As the 18 C. auris isolates used during standardization were all clade I isolates, 2 C. auris clade II isolates (JCM 15448, Japan; CBS 12372, South Korea), 1 C. auris clade III isolate (CDC AR 0383), and 1 C. auris clade IV isolate (CDC AR 0385) were evaluated for salt, metal, and temperature tolerance. The levels of metal and salt tolerance were checked on YPD agar plates with the stress of 9 mM ferrous sulfate at 37°C or of sodium chloride (8% to 18% concentration) at 37°C and 42°C.
Growth kinetics.
For growth curve analysis, a fresh overnight (16-to-24-h) culture consisting of ∼1 × 106 cells/ml cell suspension in YPD broth was used. Subsequently, 200 μl of that suspension was added to 96-well flat-bottomed plates (Nunclon surface; Nunc, Denmark) and incubated in a kinetic enzyme-linked immunosorbent assay (ELISA) microplate reader (Epoch 2 microplate reader; BioTek Instruments, Inc., USA) for 30 h at 35°C and 42°C separately with continuous orbital shaking. The reader was programmed to read the results at 600 nm at 30-min intervals. All experiments were performed in triplicate.

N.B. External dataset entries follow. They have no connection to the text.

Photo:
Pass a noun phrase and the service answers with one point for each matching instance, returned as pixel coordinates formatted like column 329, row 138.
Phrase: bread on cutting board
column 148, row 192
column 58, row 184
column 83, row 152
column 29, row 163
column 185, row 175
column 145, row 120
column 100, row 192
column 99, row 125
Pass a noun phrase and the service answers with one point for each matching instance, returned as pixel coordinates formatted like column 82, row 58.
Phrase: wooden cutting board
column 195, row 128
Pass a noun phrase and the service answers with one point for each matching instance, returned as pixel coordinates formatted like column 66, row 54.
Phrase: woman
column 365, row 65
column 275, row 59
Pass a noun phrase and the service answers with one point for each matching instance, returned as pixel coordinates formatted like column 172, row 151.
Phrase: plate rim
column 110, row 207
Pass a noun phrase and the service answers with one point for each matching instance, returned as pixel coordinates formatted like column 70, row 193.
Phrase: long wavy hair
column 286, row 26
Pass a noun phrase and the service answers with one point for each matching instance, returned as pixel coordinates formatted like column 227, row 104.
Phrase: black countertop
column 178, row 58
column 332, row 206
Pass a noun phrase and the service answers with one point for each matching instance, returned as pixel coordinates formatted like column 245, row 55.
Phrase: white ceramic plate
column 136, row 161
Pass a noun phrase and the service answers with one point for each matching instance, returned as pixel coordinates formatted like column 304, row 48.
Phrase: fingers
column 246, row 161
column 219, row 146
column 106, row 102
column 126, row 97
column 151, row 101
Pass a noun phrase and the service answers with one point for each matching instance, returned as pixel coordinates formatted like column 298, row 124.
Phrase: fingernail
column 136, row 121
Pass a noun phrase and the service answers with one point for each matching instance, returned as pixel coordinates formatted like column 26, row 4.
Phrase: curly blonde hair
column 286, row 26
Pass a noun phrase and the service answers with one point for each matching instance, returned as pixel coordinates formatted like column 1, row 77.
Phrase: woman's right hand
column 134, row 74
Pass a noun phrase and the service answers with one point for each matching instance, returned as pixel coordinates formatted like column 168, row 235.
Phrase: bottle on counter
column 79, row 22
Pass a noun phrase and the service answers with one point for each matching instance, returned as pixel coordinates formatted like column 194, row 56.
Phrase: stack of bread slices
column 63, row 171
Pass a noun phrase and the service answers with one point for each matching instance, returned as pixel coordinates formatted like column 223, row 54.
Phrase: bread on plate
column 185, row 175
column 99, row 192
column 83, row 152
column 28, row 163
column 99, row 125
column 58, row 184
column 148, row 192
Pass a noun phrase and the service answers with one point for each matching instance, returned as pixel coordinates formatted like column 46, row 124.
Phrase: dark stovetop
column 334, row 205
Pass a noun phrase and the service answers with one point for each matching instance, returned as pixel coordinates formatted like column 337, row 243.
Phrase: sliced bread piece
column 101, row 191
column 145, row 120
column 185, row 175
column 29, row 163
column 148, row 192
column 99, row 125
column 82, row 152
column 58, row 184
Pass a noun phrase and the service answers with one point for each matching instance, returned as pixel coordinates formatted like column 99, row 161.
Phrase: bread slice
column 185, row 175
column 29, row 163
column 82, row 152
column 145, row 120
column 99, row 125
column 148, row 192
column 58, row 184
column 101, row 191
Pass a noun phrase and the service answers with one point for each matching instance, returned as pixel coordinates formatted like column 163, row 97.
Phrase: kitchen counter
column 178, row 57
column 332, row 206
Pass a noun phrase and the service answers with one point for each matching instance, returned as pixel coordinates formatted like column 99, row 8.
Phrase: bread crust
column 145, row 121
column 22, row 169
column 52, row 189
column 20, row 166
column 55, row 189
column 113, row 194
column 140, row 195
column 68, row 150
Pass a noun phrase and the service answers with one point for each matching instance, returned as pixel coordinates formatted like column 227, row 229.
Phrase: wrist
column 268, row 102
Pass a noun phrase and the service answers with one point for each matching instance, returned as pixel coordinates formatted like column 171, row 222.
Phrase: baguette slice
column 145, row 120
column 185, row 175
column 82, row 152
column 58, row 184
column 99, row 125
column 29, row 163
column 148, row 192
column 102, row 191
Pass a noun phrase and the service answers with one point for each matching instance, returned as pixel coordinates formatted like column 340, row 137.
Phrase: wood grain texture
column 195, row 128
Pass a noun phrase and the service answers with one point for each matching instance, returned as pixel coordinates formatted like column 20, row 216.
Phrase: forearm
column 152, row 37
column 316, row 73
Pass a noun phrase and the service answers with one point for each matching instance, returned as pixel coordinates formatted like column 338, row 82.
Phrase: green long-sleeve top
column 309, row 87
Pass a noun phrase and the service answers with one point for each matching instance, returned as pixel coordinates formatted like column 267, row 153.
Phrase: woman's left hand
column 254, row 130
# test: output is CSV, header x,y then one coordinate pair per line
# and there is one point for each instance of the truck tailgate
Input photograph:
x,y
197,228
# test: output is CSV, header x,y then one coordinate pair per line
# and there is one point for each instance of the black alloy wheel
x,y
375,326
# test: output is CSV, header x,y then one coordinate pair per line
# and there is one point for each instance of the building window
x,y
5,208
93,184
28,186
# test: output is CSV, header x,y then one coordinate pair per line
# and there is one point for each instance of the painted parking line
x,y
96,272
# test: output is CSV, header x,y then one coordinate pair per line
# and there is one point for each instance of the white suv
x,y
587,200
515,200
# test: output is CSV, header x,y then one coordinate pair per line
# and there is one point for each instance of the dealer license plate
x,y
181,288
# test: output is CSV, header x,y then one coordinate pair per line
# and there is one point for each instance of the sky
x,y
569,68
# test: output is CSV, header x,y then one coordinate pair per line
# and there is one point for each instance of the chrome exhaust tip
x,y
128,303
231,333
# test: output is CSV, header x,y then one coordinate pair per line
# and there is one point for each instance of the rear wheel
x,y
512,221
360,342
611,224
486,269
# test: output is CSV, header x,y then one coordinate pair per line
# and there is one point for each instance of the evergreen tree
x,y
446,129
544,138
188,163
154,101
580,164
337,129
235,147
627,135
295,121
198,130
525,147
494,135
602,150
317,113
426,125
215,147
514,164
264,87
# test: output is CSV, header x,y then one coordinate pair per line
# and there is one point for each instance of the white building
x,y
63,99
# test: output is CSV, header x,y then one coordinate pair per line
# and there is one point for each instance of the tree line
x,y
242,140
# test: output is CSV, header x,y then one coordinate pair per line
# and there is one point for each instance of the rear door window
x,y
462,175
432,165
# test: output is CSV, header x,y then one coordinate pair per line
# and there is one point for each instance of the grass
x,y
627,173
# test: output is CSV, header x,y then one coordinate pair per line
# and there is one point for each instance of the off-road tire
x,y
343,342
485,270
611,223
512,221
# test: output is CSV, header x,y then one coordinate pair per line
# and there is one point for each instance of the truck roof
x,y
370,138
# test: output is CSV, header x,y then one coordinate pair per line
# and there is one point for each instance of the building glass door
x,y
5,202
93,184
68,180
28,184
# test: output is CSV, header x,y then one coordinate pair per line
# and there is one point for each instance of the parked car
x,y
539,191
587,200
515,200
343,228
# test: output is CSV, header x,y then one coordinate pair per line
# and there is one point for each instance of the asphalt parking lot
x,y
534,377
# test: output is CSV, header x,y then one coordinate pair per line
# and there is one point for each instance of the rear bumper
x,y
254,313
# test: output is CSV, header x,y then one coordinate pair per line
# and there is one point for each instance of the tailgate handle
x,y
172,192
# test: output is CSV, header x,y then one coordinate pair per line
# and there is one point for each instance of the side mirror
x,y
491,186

Preparation of standardized selective medium.
On the basis of the results of the dual-stress induction, the best combination of stress factors yielding isolation of C. auris was optimized for the preparation of selective medium. Briefly, YPD broth was prepared per the manufacturer’s directions, after which agar powder was added (Agar Ultra-pure; HiMedia, India) at a concentration of 2.5%. Sodium chloride was added to obtain a final concentration of 12.5%. The medium was autoclaved for 15 min at 121°C. A ferrous sulfate solution (1 M) was freshly prepared (no more than 10 to 15 min before addition to the autoclaved medium to avoid aerial oxidation) and sterilized by syringe filtration. Once the agar-containing medium cooled to 80°C, the ferrous sulfate solution (9 ml per liter) was added to obtain a final concentration of 9 mM. The medium was then mixed thoroughly (to avoid the necessity for vortex mixing) and manually poured into a sterile petri plate (90-mm diameter) to obtain a thickness of 5 to 6 mm. The plates were dried at room temperature followed by sterility checking using two plates from each batch incubated at 25°C and 37°C for 2 days.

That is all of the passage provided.